Nondrug approaches are associated with a meaningful reduction in depressive symptoms in people with dementia, according to a study published online in The BMJ.
“Our systematic review and network meta-analysis showed that nondrug interventions were as, or more, efficacious than drug interventions for reducing symptoms of depression in people with dementia and without a diagnosis of a major depressive disorder,” researchers wrote.
The review included 256 randomized trials comparing drug or nondrug interventions with usual care or other interventions for the treatment of depression in people with dementia.
No drug intervention alone was more effective than usual care, according to the study. However, 10 interventions were linked with a greater drop in depressive symptoms compared with usual care: cognitive stimulation, exercise, reminiscence therapy, cognitive stimulation with a cholinesterase inhibitor, massage and touch therapy, multidisciplinary care, psychotherapy combined with reminiscence therapy and environmental modification, occupational therapy, exercise combined with social interaction and cognitive stimulation, and animal therapy.
Furthermore, 3 interventions actually outperformed some drugs in reducing depressive symptoms in patients with dementia: massage and touch therapy, cognitive stimulation with a cholinesterase inhibitor, and cognitive stimulation combined with exercise and social interaction.

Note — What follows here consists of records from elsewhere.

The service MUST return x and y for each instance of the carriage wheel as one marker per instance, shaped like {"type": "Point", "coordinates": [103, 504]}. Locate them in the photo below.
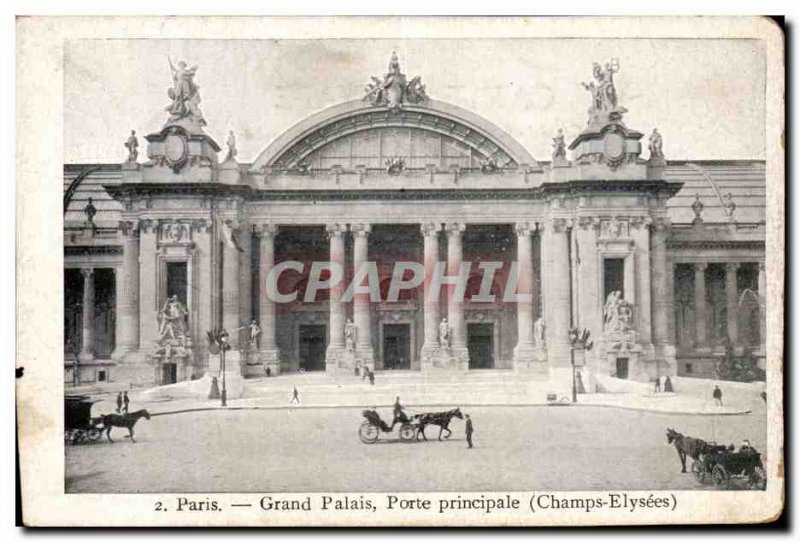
{"type": "Point", "coordinates": [720, 476]}
{"type": "Point", "coordinates": [758, 478]}
{"type": "Point", "coordinates": [407, 432]}
{"type": "Point", "coordinates": [368, 433]}
{"type": "Point", "coordinates": [699, 470]}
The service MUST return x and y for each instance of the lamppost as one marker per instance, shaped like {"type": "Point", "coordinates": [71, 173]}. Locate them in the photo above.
{"type": "Point", "coordinates": [578, 338]}
{"type": "Point", "coordinates": [224, 346]}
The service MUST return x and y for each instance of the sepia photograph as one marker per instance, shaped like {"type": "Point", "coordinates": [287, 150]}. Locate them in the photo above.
{"type": "Point", "coordinates": [355, 273]}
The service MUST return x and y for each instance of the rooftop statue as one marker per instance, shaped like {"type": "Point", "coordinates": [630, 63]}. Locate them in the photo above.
{"type": "Point", "coordinates": [604, 107]}
{"type": "Point", "coordinates": [185, 94]}
{"type": "Point", "coordinates": [394, 90]}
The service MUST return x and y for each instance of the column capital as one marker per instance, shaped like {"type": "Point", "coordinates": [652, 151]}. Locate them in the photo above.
{"type": "Point", "coordinates": [129, 228]}
{"type": "Point", "coordinates": [455, 229]}
{"type": "Point", "coordinates": [335, 230]}
{"type": "Point", "coordinates": [524, 229]}
{"type": "Point", "coordinates": [430, 228]}
{"type": "Point", "coordinates": [732, 267]}
{"type": "Point", "coordinates": [361, 229]}
{"type": "Point", "coordinates": [557, 225]}
{"type": "Point", "coordinates": [265, 230]}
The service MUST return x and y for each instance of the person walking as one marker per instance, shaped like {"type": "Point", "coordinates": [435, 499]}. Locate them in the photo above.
{"type": "Point", "coordinates": [717, 395]}
{"type": "Point", "coordinates": [469, 430]}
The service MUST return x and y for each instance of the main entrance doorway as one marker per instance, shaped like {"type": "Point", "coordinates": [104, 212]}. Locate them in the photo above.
{"type": "Point", "coordinates": [397, 346]}
{"type": "Point", "coordinates": [312, 347]}
{"type": "Point", "coordinates": [480, 344]}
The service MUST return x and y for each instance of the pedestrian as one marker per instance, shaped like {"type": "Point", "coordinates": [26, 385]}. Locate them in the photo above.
{"type": "Point", "coordinates": [717, 395]}
{"type": "Point", "coordinates": [469, 430]}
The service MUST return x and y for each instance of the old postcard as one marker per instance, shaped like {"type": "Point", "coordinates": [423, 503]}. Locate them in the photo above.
{"type": "Point", "coordinates": [400, 272]}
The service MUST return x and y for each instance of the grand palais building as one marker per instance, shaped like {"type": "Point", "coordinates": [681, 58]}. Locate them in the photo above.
{"type": "Point", "coordinates": [663, 262]}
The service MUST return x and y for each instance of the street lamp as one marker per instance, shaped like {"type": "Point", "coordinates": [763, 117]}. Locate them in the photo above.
{"type": "Point", "coordinates": [224, 346]}
{"type": "Point", "coordinates": [578, 338]}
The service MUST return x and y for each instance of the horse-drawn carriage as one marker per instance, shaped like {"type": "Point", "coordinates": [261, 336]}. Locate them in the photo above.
{"type": "Point", "coordinates": [720, 465]}
{"type": "Point", "coordinates": [79, 426]}
{"type": "Point", "coordinates": [410, 428]}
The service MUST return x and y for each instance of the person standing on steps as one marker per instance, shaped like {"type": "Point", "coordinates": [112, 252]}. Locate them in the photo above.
{"type": "Point", "coordinates": [717, 395]}
{"type": "Point", "coordinates": [469, 430]}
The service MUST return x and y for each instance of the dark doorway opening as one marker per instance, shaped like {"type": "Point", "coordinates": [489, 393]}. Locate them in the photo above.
{"type": "Point", "coordinates": [613, 276]}
{"type": "Point", "coordinates": [480, 344]}
{"type": "Point", "coordinates": [177, 281]}
{"type": "Point", "coordinates": [397, 346]}
{"type": "Point", "coordinates": [622, 368]}
{"type": "Point", "coordinates": [312, 347]}
{"type": "Point", "coordinates": [169, 373]}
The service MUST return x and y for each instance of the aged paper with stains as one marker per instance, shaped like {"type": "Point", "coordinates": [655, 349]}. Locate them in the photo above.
{"type": "Point", "coordinates": [400, 271]}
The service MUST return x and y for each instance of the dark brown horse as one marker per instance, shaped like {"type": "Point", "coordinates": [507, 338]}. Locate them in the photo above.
{"type": "Point", "coordinates": [686, 446]}
{"type": "Point", "coordinates": [442, 419]}
{"type": "Point", "coordinates": [122, 420]}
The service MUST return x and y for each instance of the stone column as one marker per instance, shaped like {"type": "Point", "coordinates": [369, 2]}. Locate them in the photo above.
{"type": "Point", "coordinates": [268, 349]}
{"type": "Point", "coordinates": [148, 300]}
{"type": "Point", "coordinates": [732, 302]}
{"type": "Point", "coordinates": [361, 302]}
{"type": "Point", "coordinates": [700, 310]}
{"type": "Point", "coordinates": [430, 307]}
{"type": "Point", "coordinates": [661, 293]}
{"type": "Point", "coordinates": [762, 307]}
{"type": "Point", "coordinates": [455, 303]}
{"type": "Point", "coordinates": [557, 311]}
{"type": "Point", "coordinates": [87, 323]}
{"type": "Point", "coordinates": [337, 307]}
{"type": "Point", "coordinates": [231, 311]}
{"type": "Point", "coordinates": [524, 351]}
{"type": "Point", "coordinates": [127, 293]}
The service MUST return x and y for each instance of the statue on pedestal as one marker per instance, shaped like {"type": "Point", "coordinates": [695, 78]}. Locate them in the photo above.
{"type": "Point", "coordinates": [350, 335]}
{"type": "Point", "coordinates": [604, 106]}
{"type": "Point", "coordinates": [444, 333]}
{"type": "Point", "coordinates": [559, 147]}
{"type": "Point", "coordinates": [230, 141]}
{"type": "Point", "coordinates": [185, 94]}
{"type": "Point", "coordinates": [538, 332]}
{"type": "Point", "coordinates": [132, 144]}
{"type": "Point", "coordinates": [172, 321]}
{"type": "Point", "coordinates": [254, 331]}
{"type": "Point", "coordinates": [655, 145]}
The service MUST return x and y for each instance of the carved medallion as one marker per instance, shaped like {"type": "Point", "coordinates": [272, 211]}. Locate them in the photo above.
{"type": "Point", "coordinates": [176, 151]}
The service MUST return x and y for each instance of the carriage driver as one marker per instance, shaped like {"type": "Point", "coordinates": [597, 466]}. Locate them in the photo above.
{"type": "Point", "coordinates": [399, 415]}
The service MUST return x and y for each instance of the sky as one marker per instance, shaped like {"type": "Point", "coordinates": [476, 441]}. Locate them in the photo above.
{"type": "Point", "coordinates": [706, 97]}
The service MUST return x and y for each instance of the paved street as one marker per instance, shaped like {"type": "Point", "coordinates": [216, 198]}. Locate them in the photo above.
{"type": "Point", "coordinates": [517, 448]}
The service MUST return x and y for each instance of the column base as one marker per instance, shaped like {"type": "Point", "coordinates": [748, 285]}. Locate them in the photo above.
{"type": "Point", "coordinates": [270, 359]}
{"type": "Point", "coordinates": [449, 358]}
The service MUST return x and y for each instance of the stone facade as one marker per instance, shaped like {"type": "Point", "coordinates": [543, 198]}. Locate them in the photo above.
{"type": "Point", "coordinates": [403, 177]}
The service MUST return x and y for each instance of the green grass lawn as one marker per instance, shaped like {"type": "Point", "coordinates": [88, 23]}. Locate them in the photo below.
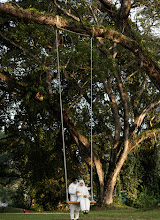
{"type": "Point", "coordinates": [116, 214]}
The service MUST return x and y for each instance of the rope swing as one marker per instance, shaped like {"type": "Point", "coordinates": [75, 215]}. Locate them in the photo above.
{"type": "Point", "coordinates": [61, 108]}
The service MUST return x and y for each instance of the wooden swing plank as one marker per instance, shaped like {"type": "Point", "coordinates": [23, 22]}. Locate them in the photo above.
{"type": "Point", "coordinates": [75, 202]}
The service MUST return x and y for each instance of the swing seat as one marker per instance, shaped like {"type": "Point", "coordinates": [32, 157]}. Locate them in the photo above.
{"type": "Point", "coordinates": [75, 202]}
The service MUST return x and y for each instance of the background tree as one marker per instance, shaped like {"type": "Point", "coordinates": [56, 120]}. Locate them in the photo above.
{"type": "Point", "coordinates": [125, 106]}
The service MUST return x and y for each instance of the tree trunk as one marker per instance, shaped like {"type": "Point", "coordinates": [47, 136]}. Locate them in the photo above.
{"type": "Point", "coordinates": [111, 179]}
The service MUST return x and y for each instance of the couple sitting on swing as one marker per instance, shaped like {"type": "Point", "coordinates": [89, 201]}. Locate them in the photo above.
{"type": "Point", "coordinates": [79, 193]}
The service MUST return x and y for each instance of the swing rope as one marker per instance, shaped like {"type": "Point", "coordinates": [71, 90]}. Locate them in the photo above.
{"type": "Point", "coordinates": [62, 124]}
{"type": "Point", "coordinates": [61, 107]}
{"type": "Point", "coordinates": [91, 128]}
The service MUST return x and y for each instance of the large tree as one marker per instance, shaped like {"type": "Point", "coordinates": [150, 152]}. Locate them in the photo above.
{"type": "Point", "coordinates": [125, 106]}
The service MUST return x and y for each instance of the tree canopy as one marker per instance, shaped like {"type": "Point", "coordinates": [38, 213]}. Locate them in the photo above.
{"type": "Point", "coordinates": [126, 83]}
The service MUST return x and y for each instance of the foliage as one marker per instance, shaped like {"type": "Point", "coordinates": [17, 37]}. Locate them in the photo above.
{"type": "Point", "coordinates": [30, 106]}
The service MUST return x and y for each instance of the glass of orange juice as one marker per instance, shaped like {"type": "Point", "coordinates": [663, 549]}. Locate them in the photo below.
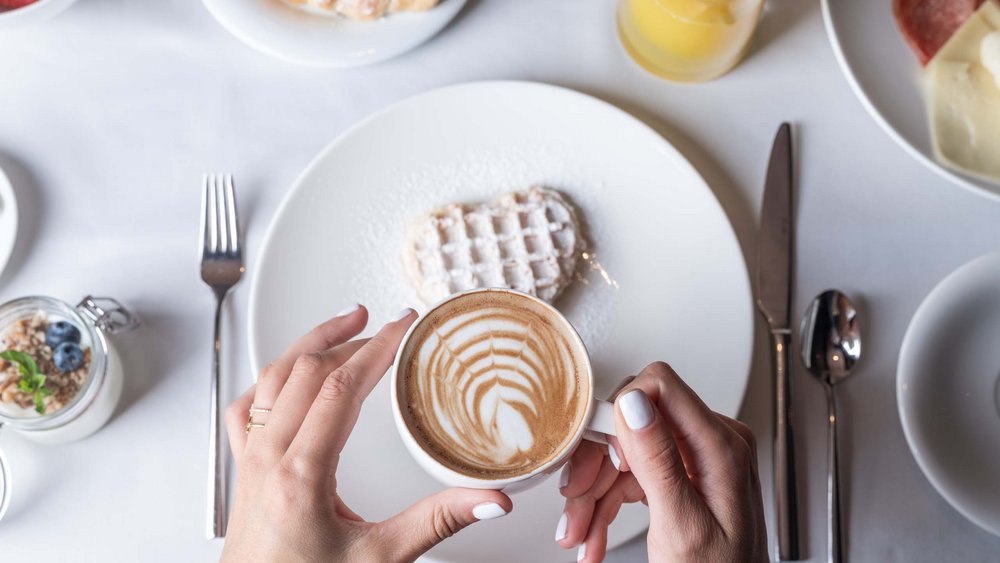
{"type": "Point", "coordinates": [688, 40]}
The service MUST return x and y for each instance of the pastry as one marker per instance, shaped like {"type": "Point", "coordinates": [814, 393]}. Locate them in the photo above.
{"type": "Point", "coordinates": [527, 240]}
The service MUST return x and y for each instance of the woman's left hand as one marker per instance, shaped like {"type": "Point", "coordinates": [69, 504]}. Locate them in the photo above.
{"type": "Point", "coordinates": [287, 505]}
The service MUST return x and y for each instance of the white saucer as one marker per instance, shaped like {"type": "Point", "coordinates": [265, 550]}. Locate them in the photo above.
{"type": "Point", "coordinates": [683, 293]}
{"type": "Point", "coordinates": [299, 36]}
{"type": "Point", "coordinates": [948, 389]}
{"type": "Point", "coordinates": [8, 220]}
{"type": "Point", "coordinates": [885, 76]}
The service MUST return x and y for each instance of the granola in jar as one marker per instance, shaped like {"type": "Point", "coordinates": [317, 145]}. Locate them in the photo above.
{"type": "Point", "coordinates": [44, 363]}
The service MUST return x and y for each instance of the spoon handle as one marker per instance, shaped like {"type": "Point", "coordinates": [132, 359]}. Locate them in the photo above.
{"type": "Point", "coordinates": [785, 485]}
{"type": "Point", "coordinates": [833, 539]}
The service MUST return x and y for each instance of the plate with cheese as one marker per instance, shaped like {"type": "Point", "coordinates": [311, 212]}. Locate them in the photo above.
{"type": "Point", "coordinates": [928, 71]}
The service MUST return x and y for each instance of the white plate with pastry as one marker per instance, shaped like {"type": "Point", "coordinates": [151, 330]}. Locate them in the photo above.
{"type": "Point", "coordinates": [662, 278]}
{"type": "Point", "coordinates": [924, 76]}
{"type": "Point", "coordinates": [334, 33]}
{"type": "Point", "coordinates": [948, 388]}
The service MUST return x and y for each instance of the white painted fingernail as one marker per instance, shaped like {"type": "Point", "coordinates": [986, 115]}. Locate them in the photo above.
{"type": "Point", "coordinates": [488, 511]}
{"type": "Point", "coordinates": [564, 476]}
{"type": "Point", "coordinates": [561, 527]}
{"type": "Point", "coordinates": [401, 315]}
{"type": "Point", "coordinates": [636, 409]}
{"type": "Point", "coordinates": [348, 310]}
{"type": "Point", "coordinates": [615, 460]}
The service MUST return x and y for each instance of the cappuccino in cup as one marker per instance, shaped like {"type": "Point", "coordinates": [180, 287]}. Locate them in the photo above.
{"type": "Point", "coordinates": [492, 387]}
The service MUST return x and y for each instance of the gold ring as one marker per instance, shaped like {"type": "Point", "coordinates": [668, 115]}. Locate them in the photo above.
{"type": "Point", "coordinates": [251, 423]}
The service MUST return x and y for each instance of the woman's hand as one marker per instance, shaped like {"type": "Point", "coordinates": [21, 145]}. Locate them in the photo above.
{"type": "Point", "coordinates": [287, 506]}
{"type": "Point", "coordinates": [694, 468]}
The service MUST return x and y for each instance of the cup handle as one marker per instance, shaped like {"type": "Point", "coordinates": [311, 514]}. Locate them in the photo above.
{"type": "Point", "coordinates": [602, 422]}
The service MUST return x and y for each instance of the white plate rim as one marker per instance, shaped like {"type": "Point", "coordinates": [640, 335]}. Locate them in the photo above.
{"type": "Point", "coordinates": [264, 47]}
{"type": "Point", "coordinates": [921, 318]}
{"type": "Point", "coordinates": [8, 205]}
{"type": "Point", "coordinates": [298, 182]}
{"type": "Point", "coordinates": [33, 13]}
{"type": "Point", "coordinates": [898, 138]}
{"type": "Point", "coordinates": [663, 144]}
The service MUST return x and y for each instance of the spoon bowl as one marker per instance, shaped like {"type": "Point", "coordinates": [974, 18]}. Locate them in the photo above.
{"type": "Point", "coordinates": [830, 337]}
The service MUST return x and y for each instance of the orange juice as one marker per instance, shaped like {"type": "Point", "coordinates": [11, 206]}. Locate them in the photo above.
{"type": "Point", "coordinates": [687, 40]}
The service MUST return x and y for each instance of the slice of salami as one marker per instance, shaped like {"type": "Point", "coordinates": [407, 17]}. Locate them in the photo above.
{"type": "Point", "coordinates": [927, 24]}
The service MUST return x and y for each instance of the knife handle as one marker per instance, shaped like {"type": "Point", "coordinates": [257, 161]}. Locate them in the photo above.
{"type": "Point", "coordinates": [785, 487]}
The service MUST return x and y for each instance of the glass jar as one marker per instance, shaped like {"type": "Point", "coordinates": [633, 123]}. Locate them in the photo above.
{"type": "Point", "coordinates": [687, 40]}
{"type": "Point", "coordinates": [98, 394]}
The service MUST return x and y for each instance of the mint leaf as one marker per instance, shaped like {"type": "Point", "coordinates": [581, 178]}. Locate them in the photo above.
{"type": "Point", "coordinates": [32, 381]}
{"type": "Point", "coordinates": [25, 363]}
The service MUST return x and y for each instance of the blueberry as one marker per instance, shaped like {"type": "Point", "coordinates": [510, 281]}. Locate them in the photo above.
{"type": "Point", "coordinates": [59, 332]}
{"type": "Point", "coordinates": [68, 357]}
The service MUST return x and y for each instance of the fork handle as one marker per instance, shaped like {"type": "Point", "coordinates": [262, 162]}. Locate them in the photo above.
{"type": "Point", "coordinates": [217, 513]}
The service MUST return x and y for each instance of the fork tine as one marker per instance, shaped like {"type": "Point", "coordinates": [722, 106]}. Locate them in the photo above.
{"type": "Point", "coordinates": [220, 215]}
{"type": "Point", "coordinates": [208, 236]}
{"type": "Point", "coordinates": [213, 215]}
{"type": "Point", "coordinates": [232, 217]}
{"type": "Point", "coordinates": [203, 232]}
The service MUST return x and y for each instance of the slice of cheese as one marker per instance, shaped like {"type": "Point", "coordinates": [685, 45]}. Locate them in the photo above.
{"type": "Point", "coordinates": [964, 99]}
{"type": "Point", "coordinates": [965, 117]}
{"type": "Point", "coordinates": [964, 43]}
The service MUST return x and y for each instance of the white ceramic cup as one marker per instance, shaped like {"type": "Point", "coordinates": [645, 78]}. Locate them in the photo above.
{"type": "Point", "coordinates": [598, 420]}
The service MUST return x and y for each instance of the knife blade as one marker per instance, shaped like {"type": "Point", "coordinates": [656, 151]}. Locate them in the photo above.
{"type": "Point", "coordinates": [774, 290]}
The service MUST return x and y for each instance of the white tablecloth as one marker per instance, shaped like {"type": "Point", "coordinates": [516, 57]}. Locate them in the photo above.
{"type": "Point", "coordinates": [110, 113]}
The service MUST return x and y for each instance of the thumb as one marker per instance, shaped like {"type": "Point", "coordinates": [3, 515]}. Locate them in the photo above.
{"type": "Point", "coordinates": [654, 458]}
{"type": "Point", "coordinates": [440, 516]}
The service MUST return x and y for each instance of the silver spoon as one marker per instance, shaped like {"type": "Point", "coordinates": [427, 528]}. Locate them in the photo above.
{"type": "Point", "coordinates": [831, 345]}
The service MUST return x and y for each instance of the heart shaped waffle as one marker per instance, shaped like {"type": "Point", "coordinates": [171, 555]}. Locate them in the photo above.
{"type": "Point", "coordinates": [527, 240]}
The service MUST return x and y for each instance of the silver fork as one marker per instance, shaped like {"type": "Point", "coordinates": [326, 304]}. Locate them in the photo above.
{"type": "Point", "coordinates": [221, 269]}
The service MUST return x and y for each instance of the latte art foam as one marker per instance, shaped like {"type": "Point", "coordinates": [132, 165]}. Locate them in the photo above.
{"type": "Point", "coordinates": [493, 385]}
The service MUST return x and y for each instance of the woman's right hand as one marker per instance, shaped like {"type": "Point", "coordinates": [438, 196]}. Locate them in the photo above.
{"type": "Point", "coordinates": [694, 468]}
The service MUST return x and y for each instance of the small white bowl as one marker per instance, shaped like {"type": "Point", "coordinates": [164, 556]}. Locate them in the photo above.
{"type": "Point", "coordinates": [325, 40]}
{"type": "Point", "coordinates": [33, 13]}
{"type": "Point", "coordinates": [948, 389]}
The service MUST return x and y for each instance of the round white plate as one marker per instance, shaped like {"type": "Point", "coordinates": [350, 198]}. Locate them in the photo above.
{"type": "Point", "coordinates": [885, 75]}
{"type": "Point", "coordinates": [299, 36]}
{"type": "Point", "coordinates": [948, 388]}
{"type": "Point", "coordinates": [658, 229]}
{"type": "Point", "coordinates": [33, 13]}
{"type": "Point", "coordinates": [8, 220]}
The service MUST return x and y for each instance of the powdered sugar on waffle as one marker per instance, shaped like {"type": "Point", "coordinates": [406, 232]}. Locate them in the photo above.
{"type": "Point", "coordinates": [476, 176]}
{"type": "Point", "coordinates": [528, 240]}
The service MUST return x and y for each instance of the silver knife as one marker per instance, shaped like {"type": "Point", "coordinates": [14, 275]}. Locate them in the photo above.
{"type": "Point", "coordinates": [774, 290]}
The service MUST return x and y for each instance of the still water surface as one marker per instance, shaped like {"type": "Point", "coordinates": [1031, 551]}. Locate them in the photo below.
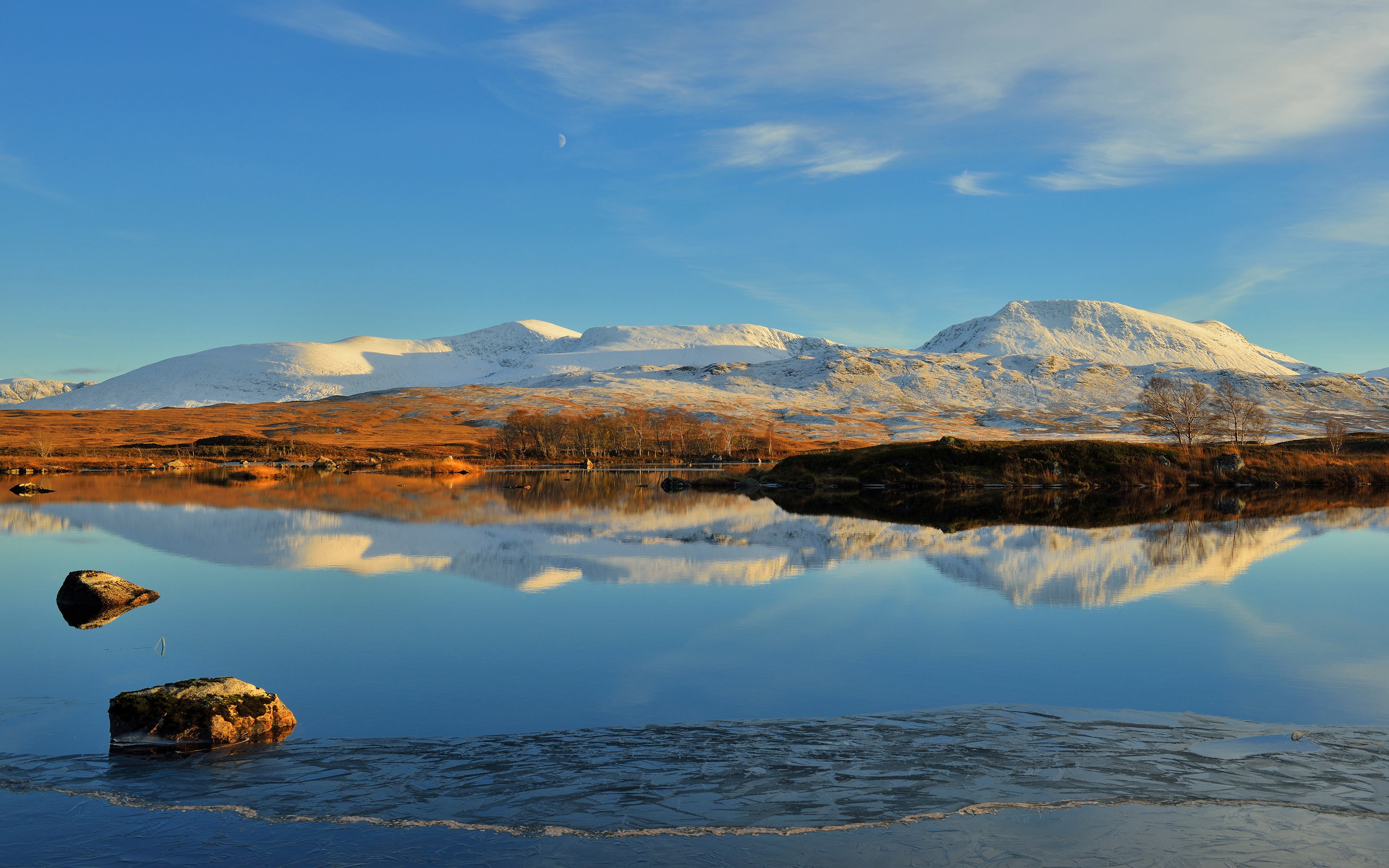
{"type": "Point", "coordinates": [448, 609]}
{"type": "Point", "coordinates": [384, 606]}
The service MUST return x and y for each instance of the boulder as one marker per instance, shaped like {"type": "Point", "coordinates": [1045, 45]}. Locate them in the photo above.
{"type": "Point", "coordinates": [1228, 463]}
{"type": "Point", "coordinates": [196, 714]}
{"type": "Point", "coordinates": [91, 598]}
{"type": "Point", "coordinates": [30, 488]}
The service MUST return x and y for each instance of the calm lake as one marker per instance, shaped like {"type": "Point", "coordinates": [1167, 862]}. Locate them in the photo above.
{"type": "Point", "coordinates": [471, 661]}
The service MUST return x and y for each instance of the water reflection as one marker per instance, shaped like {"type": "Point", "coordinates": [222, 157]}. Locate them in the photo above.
{"type": "Point", "coordinates": [1045, 548]}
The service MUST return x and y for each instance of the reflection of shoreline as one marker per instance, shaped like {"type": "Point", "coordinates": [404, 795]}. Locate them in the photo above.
{"type": "Point", "coordinates": [709, 539]}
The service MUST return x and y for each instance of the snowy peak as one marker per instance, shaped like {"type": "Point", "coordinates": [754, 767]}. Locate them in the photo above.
{"type": "Point", "coordinates": [683, 337]}
{"type": "Point", "coordinates": [1108, 332]}
{"type": "Point", "coordinates": [620, 346]}
{"type": "Point", "coordinates": [27, 390]}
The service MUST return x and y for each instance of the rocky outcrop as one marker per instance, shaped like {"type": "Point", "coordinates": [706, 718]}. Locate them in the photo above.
{"type": "Point", "coordinates": [91, 598]}
{"type": "Point", "coordinates": [196, 714]}
{"type": "Point", "coordinates": [1230, 463]}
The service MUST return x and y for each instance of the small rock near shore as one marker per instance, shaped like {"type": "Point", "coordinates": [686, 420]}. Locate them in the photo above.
{"type": "Point", "coordinates": [30, 488]}
{"type": "Point", "coordinates": [196, 714]}
{"type": "Point", "coordinates": [1228, 463]}
{"type": "Point", "coordinates": [91, 598]}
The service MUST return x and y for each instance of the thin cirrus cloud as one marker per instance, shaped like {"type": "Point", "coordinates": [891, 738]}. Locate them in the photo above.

“Intervention rankings suggest that nondrug interventions either alone or in combination with drug interventions are the best interventions for reducing symptoms of depression in people with dementia without a diagnosis of a major depressive disorder,” they wrote. “Our findings further suggest a high probability that people with dementia will derive a clinically meaningful benefit from nondrug interventions.”
Watt JA, Goodarzi Z, Veroniki AA, et al. Comparative efficacy of interventions for reducing symptoms of depression in people with dementia: systematic review and network meta-analysis. The BMJ. 2021;372:n532.